I don't know about you, but I don't expect much in terms of recognition when it comes to people I don't know handling the music and legacies of those I hold most dear, especially when it comes to such a profitable enterprise such as the GRAMMY Awards. In all honesty, I wasn't expecting much in terms of honoring Teddy Pendregrass' rich musical legacy when I watched the GRAMMY Awards last night. I expected his likeness and music to play during the "In Remembrance" montage that is done every year, but nothing more than that. What we did not ask for, we surely received in the form of the most woeful, trifling, and disrespectful tribute I've ever seen in regards to my beloved Teddy Pendergrass in the form of Lady Antebellum's rendition of Harold Melvin & The Blue Notes' "If You Don't Know Me By Now."
First of all, let's start with the name. Lady Antebellum. According to the Wikipedia page, their name is derived from the group photographing pre-Civil War or "antebellum" homes. Great. Perfect. That is unless you are the direct descendant the people who were enslaved during this same time period. To me, "Lady Antebellum" is equated in my mind with nothing more than "Lady Slavemaster." I'm not the biggest fan of contemporary country music, but you must be out of your ever-loving mind if you think I was even able to keep still once I heard this group's name existed.

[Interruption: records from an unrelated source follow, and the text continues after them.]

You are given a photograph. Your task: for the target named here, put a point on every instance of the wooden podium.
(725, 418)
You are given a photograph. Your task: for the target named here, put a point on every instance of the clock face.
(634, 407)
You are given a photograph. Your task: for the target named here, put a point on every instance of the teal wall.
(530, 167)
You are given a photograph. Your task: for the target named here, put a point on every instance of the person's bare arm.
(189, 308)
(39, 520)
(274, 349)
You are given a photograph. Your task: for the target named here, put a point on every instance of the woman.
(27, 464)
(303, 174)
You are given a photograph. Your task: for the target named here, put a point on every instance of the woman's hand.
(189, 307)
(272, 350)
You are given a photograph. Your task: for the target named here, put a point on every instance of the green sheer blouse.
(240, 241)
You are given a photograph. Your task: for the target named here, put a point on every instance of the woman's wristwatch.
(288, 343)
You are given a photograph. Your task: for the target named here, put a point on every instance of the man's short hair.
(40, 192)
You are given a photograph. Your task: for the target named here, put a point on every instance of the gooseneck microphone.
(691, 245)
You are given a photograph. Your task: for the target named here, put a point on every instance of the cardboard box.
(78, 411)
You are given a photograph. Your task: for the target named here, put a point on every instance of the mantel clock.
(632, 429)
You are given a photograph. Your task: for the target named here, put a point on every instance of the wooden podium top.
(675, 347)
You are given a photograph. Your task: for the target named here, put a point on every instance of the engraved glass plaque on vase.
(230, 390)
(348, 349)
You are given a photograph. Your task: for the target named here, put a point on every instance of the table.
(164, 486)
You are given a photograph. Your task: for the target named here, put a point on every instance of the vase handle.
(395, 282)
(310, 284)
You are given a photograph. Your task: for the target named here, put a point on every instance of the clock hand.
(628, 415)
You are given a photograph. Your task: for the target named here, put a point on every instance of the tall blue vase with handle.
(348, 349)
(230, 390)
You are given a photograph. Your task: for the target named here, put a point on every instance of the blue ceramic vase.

And that they were popular.
Those of you who may be superficially aware of Teddy Pendregrass' personality may not be surprised to know that he was a very proud, some would even say cocky man. To attain the heights he reached and pull himself up from the lows he fell to, I would expect this. Confidence certainly was part of his charm and mystique and without it, he would not have even been deemed worthy to even have been given a tribute.
I take issue with the notion that a group with the name "Lady Antebellum" be given the liberty to sing anything by Teddy Pendergrass. Despite the fact that Teddy is likely still rolling in his grave after last night's performance, the last person I recall doing a halfway decent rendition of a Teddy Pendergrass song, in addition to being cast as the legend in a biopic is Tyrese, and even he didn't know anything about the "tribute" the GRAMMY Awards had planned.
In short, this whole situation was just wrong. It was wrong, disrespectful, and was further proof that the same organization that put on that most bloated attempt to dress up the sad state of popular music has no idea how much they offended a segment of the population without which none of the music it honored would even be here. It's sad really. In the meantime, I will continue to not expect anything from any future GRAMMY Awards celebrations, so long as they agree to not disrespect my people's legacy so egregiously.